Бидон наполнился с горушкой, больше ягод не принимал, и Ирина очнулась от своих мыслей. Егору тоже надоело в лесу, и они отправились домой. Она знала дорогу, но делала вид, что понятия не имеет, как выйти из лесу, и Егор, страшно гордый, зашагал впереди, поминутно сверяясь с местностью, солнцем и компасом.
Повернув на свою улицу, Ирина увидела возле калитки знакомую бежевую «Волгу». Неужели Башмачников решил их навестить? Сердце екнуло от нехорошего предчувствия, и как только она вошла на участок, стало ясно, что оно не обмануло.
– Вот вы отвергаете марксизм, хотя никогда не давали себе труда хотя бы поверхностно ознакомиться с этой наукой! – выговаривала Гортензия Андреевна, маршируя возле крыльца, на верхнюю ступеньку которого присел несчастный Михаил Семенович, так неудачно выбравший время для визита.
– Добрый день, – сказала Ирина.
Башмачников хотел было ринуться к ней, но был остановлен решительным жестом:
– Между тем Марксу достаточно было одного предложения, чтобы кратко, емко и доходчиво выразить мысль, для изложения которой вам понадобилась целая книжица.
– И что же это за фраза, позвольте полюбопытствовать? – Башмачников подмигнул Ирине.
Гортензия Андреевна повернулась к ней:
– Ирочка, Володя с аппетитом покушал и теперь спит в манежике на веранде. В комнате все-таки немного душновато.

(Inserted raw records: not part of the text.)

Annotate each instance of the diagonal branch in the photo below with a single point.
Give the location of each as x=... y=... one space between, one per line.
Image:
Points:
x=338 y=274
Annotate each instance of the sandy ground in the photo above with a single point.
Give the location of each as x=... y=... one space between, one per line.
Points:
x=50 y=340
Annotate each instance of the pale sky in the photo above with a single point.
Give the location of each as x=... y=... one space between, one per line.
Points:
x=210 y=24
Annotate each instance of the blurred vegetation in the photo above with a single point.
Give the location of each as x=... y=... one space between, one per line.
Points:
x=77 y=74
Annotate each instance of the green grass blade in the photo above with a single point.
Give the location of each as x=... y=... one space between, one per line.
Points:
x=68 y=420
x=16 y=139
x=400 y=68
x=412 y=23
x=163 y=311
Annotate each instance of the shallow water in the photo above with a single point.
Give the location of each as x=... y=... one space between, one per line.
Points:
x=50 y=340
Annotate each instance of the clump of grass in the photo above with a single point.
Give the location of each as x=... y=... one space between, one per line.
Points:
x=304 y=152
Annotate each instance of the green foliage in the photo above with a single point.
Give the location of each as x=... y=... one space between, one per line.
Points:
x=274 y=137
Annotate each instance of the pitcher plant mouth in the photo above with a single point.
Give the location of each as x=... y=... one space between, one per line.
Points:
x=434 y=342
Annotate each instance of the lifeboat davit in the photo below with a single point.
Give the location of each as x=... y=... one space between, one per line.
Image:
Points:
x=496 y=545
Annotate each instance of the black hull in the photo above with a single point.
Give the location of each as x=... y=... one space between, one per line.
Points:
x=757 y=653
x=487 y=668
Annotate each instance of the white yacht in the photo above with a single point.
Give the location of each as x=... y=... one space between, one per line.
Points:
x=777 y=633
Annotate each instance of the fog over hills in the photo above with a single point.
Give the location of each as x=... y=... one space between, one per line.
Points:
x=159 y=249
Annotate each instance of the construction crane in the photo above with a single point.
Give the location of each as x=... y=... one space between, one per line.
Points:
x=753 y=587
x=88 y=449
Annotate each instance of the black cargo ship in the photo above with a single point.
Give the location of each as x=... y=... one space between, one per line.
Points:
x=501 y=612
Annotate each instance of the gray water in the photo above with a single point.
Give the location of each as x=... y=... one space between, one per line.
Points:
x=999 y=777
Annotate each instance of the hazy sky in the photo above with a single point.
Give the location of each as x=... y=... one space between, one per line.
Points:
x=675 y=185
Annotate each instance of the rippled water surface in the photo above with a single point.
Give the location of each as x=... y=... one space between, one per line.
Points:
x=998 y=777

– Спасибо, Гортензия Андреевна.
– Не за что, я прекрасно провела время.
Башмачников улыбнулся:
– Так что за фраза-то, Гортензия Андреевна? Заинтриговали вы меня.
– Извольте: Маркс писал, что самые трусливые, неспособные к сопротивлению люди становятся неумолимыми там, где они могут проявить абсолютный родительский авторитет.
– Не спорю, – хихикнул Башмачников, – верно подмечено, но, смею надеяться, моя книга охватывает несколько более широкий спектр проблем.
Гортензия Андреевна фыркнула:
– Возможно, ваша монография говорит о том, что презрение к самому себе – это змея, которая вечно растравляет и гложет сердце, высасывает его животворящую кровь, вливает в неё яд человеконенавистничества и отчаяния? Ваша идея?
Михаил Семенович улыбнулся:
– В общем, да.
– Вот как? Что ж, получается, Маркс любезно взял на себя труд резюмировать вашу монографию, причем за сто лет до того, как она была написана.
– Я пойду переоденусь – и будем обедать, – сказала Ирина, аккуратно прошмыгивая мимо спорщиков.
Отправив Егора в его комнату переодеваться и тщательно осмотреться на предмет клещей, Ирина прошла к себе, стянула тяжелую лесную одежду и в одних трусиках легла на кровать, наслаждаясь приятной усталостью. Сейчас бы помыться, но при госте бегать с тазами неудобно.
Сквозь тонкие стены она слышала, что перебранка продолжается.
Разобрать слова можно было с трудом, кажется, промелькнули фамилии Достоевского, Макаренко, потом Гортензия Андреевна произнесла очередную цитату Маркса с такой благоговейной четкостью, что Ирина прекрасно услышала: «Человеческая природа устроена так, что человек может достичь своего усовершенствования, только работая для усовершенствования своих современников, во имя их блага».
«И ведь не возразишь!» – усмехнулась Ирина. Судя по страстному тону голосов, спорщики не собирались сворачиваться, и она решила, что под шумок успеет ополоснуться в бане. Они сегодня не топили, но на крыльце стояло цинковое ведро с водой, которая в ясный день неплохо нагревалась от солнца.
По дороге к бане Ирина услышала:
– Если уж вы Марксом хотите меня задавить, то как вам такое: «Существует двоякого рода смелость: смелость превосходства и смелость умственного убожества, черпающая силу из своего официального положения, из сознания, что она пользуется в борьбе привилегированным оружием»? А? Что вы на это ответите, дорогая Гортензия Андреевна?
«А я человек гуманный и даже слышать этого не хочу, – хмыкнула Ирина, скрываясь в бане, – сейчас она разъяснит бедняге, что такое умственное убожество, – вот тогда-то он навеки перестанет даже пытаться спорить с педагогами».
Пока она приводила себя в порядок, стороны достигли перемирия, а Гортензия Андреевна накрыла на стол.
Обед прошел довольно приятно. Егор, набегавшийся в лесу, клевал носом, и Ирина думала, что он пойдет отдыхать, но тут из-за калитки раздались призывные крики друзей, и всю усталость мальчишки как ветром сдуло.
Сделав символический глоток чаю, сын вскочил и умчался. Теперь можно было поговорить о делах.